Various clinical interventions have been applied to manage pain during PDT (Fig. 3), such as drug coating, intravenous injection, inhalation, scalp nerve blocks, treatment site cooling with cold air or water spray, treatment parameter optimization, and sunlight PDT. However, the efficacies of these interventions differ (Table 1): some drug interventions, such as oral drug and facial coating, cause no obvious pain-relieving effect during PDT, while the pain-relieving effect of some other drug interventions, such as intravenous drugs, depends on the treated disease and analgesic type. Unexpectedly, physical interventions (mainly referring to water spray) have a great pain-relieving effect during PDT. This intervention is now chosen by most clinicians because it does not require additional drugs, has minor side effects, and does not influence the therapeutic effect. A reasonable explanation is that by decreasing the temperature of the surface of the skin, the activation threshold of the TRPV 1 channel is lowered, and the original nerve impulses are not easily produced. Therefore, the interventions for targeting the TRP channels are effective to reduce the pain of patients during PDT treatment. Nevertheless, this intervention requires additional instruments, which are not allowed in most hospitals.Therefore, it is promising for researchers or clinicians to develop more targeted drugs or interventions for TRP channels to relieve pain generated during PDT.
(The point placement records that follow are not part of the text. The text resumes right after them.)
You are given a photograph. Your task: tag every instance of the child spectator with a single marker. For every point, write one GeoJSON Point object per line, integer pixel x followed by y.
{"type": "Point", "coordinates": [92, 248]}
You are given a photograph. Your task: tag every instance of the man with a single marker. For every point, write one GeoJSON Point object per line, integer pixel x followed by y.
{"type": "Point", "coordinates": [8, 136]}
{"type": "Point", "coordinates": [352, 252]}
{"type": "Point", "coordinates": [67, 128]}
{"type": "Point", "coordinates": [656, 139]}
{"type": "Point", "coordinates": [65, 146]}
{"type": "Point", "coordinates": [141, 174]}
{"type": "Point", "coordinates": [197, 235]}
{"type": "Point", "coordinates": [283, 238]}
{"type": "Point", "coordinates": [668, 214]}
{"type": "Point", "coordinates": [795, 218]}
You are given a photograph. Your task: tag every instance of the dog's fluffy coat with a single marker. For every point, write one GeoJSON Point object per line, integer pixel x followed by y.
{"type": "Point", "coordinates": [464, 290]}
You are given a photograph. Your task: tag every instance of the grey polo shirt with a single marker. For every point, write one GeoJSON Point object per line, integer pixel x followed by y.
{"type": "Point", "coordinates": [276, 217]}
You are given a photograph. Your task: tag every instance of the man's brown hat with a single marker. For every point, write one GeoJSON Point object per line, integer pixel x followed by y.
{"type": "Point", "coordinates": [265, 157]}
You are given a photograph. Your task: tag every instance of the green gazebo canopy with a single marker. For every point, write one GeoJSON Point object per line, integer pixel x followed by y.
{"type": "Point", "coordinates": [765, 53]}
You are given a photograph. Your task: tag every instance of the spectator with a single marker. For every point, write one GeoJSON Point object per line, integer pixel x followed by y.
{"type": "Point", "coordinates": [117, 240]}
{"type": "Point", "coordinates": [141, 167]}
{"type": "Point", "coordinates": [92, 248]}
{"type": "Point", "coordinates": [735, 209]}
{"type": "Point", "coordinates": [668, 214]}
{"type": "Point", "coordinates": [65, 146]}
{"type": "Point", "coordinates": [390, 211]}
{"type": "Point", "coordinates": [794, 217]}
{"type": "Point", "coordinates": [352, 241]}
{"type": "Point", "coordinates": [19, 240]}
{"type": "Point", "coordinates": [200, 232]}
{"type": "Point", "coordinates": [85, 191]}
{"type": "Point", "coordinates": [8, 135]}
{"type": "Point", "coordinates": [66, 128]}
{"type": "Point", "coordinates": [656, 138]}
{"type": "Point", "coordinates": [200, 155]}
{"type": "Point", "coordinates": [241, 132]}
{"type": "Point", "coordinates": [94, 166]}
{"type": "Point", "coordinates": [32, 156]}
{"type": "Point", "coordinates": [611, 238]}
In clinical practice, PDT has been widely applied to cure various skin diseases; however, patients always experience excruciating pain and often discontinue the treatment. The main reason for the pain is that PDT has a direct effect on nerve endings by directly stimulating TRP channels. The laser used in PDT directly activates the TRPV1 and TRPA1 channels, causing nerve impulses that eventually send signals to the brain and result in pain. In addition, large amounts of ROS produced locally during PDT can irritate the TRPV1 and TRPA1 channels, causing acute pain. However, at present, there are no clinical intervention measures or drugs targeting the TRPV1 and TRPA1 channels, which are very valuable directions of research on relieving pain generated during PDT.